Eying the pile, Blue nodded, and slipped away from Syd's comfort to start grabbing wood. It was strange to think that all her pent up sadness had turned into something constructive. Or it was depressing. Blue wasn't sure. She just didn't want to be sad anymore. She wanted someone else to chop wood for a change.
"If anyone tries to pull some macho manly crap about how long I was out here versus how much is actually here after our bonfire, I'm calling you in for back up to confirm this pile was huge. Massive. Eight mes stacked on top of one another."
Syd laughed and started grabbing wood right after Blue, stacking it in her arms to help. She was sated with the promise of bonfires and pagan rituals, so there wasn’t a whole lot to complain about.
But she could tease, especially once Blue’s arms were full and she wasn’t threatened by the fact that her friend could throw an axe at her like this. “I’ve got your back, don’t worry. Eight whole yous, Which is like, still half of Ronan, but I won’t mention that part, I promise.”

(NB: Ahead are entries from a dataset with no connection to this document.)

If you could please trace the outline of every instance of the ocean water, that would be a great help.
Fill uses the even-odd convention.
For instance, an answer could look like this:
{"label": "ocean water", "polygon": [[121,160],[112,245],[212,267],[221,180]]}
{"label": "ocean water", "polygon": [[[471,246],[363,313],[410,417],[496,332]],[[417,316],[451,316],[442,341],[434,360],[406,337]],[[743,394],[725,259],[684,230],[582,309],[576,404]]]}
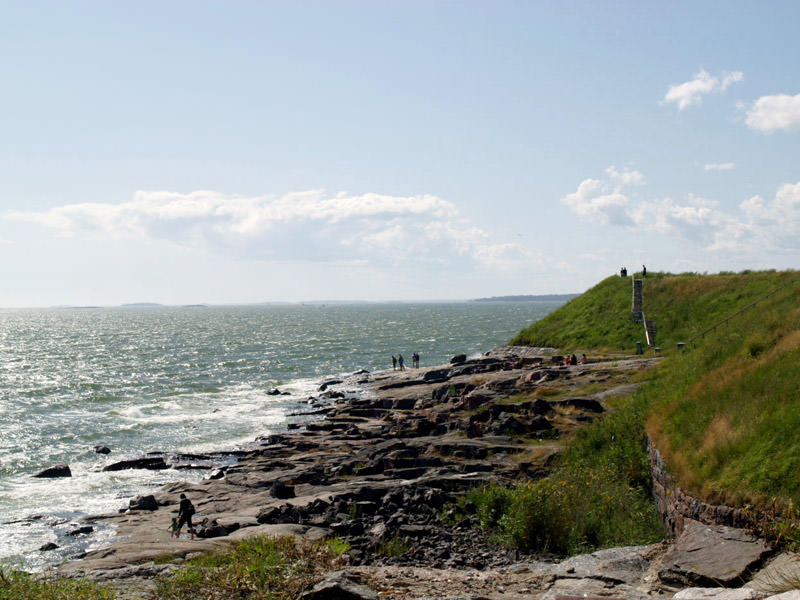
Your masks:
{"label": "ocean water", "polygon": [[[326,378],[385,371],[397,353],[421,366],[477,355],[559,304],[0,310],[0,563],[37,570],[101,547],[107,526],[67,535],[81,516],[207,474],[103,472],[111,462],[246,446],[285,431]],[[59,463],[72,477],[33,477]]]}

She couldn’t put up the girl scout symbol when her hands were loaded with food, but she could wink mischievously and stack wood just out of Blue’s reach.
Blue scrunched up her face, but the pile of wood in her arms, so craftily placed there, prevented her from shaking an axe-filled fist at Syd in teasing retaliation. But she was still smiling, still in a better mood around Syd than she had been since Henry left.
"I know we promised to not speak about cannibal spider horses in front of Ronan, but you also have to swear that you will never tell him I let you get away with a short joke. We metaphorically burn it in this bonfire, with a blood pact." Blue paused, considering. "Or we spit in our hands and shake, whatever feels more ritualistic."